# Add a little ink!



## MikeyLikesIt (Oct 19, 2018)

Just thought I'd share a cool technique for jazzing up a plain board cut. I took a Bad Hammer frame and put some ink on the flats. My wife has a lot of stamps, including some that are 6x4". You can find them at craft stores from $3-10 with different patterns. I used green ink to put a floral pattern on the frame. Maybe not my first choice of a pattern, but it definitely catches the eye. Finish with a couple coats of spray-on-lacquer to keep the ink from smearing! If anyone else tries this I'd love to see the results!


----------



## Tag (Jun 11, 2014)

Nice work


----------



## Blue Raja (Feb 10, 2016)

slingshot tats!


----------



## Ibojoe (Mar 13, 2016)

Some nice art work.


----------



## MakoPat (Mar 12, 2018)

This is just genius.
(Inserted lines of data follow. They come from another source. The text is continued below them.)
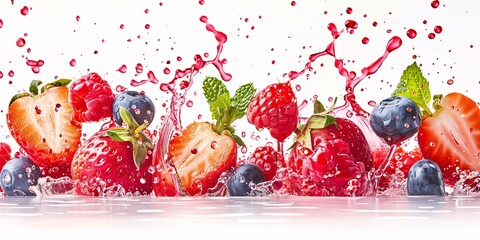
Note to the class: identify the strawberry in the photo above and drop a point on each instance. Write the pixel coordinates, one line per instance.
(275, 108)
(5, 155)
(91, 98)
(115, 161)
(41, 124)
(333, 153)
(268, 159)
(450, 136)
(204, 151)
(396, 171)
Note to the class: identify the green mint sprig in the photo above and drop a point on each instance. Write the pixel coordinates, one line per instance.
(416, 87)
(225, 109)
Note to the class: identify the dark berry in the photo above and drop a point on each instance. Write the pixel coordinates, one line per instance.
(139, 105)
(18, 175)
(395, 119)
(274, 108)
(425, 178)
(239, 184)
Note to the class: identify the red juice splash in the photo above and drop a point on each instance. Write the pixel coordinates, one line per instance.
(171, 124)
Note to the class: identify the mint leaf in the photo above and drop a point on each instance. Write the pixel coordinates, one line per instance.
(213, 88)
(414, 86)
(220, 107)
(242, 97)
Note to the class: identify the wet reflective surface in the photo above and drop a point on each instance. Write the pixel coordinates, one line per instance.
(240, 218)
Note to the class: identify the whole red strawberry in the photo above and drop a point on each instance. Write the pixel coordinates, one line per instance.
(274, 108)
(115, 161)
(268, 159)
(91, 98)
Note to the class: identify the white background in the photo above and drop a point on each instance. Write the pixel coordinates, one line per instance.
(294, 32)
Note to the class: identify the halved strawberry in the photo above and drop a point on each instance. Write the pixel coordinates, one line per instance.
(451, 136)
(204, 151)
(41, 124)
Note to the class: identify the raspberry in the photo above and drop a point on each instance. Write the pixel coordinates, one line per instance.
(91, 98)
(274, 108)
(396, 171)
(334, 171)
(268, 160)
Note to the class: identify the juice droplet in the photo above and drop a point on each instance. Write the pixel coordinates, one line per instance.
(365, 40)
(24, 11)
(122, 69)
(351, 24)
(139, 68)
(438, 29)
(411, 33)
(20, 42)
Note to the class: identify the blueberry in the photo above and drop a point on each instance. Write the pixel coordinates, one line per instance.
(425, 178)
(18, 175)
(139, 105)
(239, 183)
(395, 119)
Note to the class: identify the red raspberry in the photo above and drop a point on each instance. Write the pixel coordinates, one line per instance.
(274, 108)
(268, 160)
(91, 98)
(333, 169)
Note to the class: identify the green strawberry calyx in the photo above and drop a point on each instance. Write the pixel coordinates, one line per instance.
(225, 109)
(320, 119)
(33, 89)
(416, 87)
(132, 132)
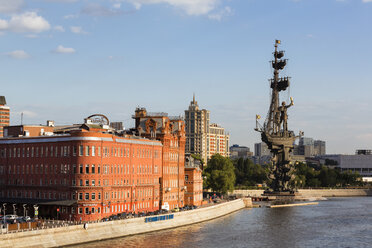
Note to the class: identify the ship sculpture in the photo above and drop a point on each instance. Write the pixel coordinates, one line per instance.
(275, 133)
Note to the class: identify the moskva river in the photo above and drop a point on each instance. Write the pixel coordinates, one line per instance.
(337, 222)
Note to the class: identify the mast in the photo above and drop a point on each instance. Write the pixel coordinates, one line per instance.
(277, 84)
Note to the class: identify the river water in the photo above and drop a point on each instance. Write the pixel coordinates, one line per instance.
(337, 222)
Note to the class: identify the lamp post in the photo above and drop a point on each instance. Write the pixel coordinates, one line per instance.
(4, 208)
(14, 209)
(24, 210)
(36, 211)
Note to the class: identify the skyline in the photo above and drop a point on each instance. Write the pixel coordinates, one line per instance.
(66, 59)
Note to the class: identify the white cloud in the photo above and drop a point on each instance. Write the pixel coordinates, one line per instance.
(18, 54)
(77, 30)
(71, 16)
(62, 49)
(117, 5)
(95, 9)
(10, 6)
(59, 28)
(25, 23)
(191, 7)
(227, 11)
(62, 1)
I was at Hobby Lobby today...The best value for brass tube.

And I was looking for some material to make some spacers on a few builds. Inrecall seeing stamps and stencils on sale...Now I have to go back and see if they have anything super cool.

This one makes me think of a tall cactus ornament. I have always loved those.


----------



## MikeyLikesIt (Oct 19, 2018)

MakoPat said:


> This is just genius. I was at Hobby Lobby today...The best value for brass tube.
> 
> And I was looking for some material to make some spacers on a few builds. Inrecall seeing stamps and stencils on sale...Now I have to go back and see if they have anything super cool.
> 
> This one makes me think of a tall cactus ornament. I have always loved those.


Yeah, the hobby store is a great and often overlooked source of cool stuff for building frames. Small plywood boards, brass rods, leather, stamps and beads and paracord galore! Everything you need in one place. You just need to get through the signs saying "All I need is a little bit of coffee and a whole lot of Jesus!".


----------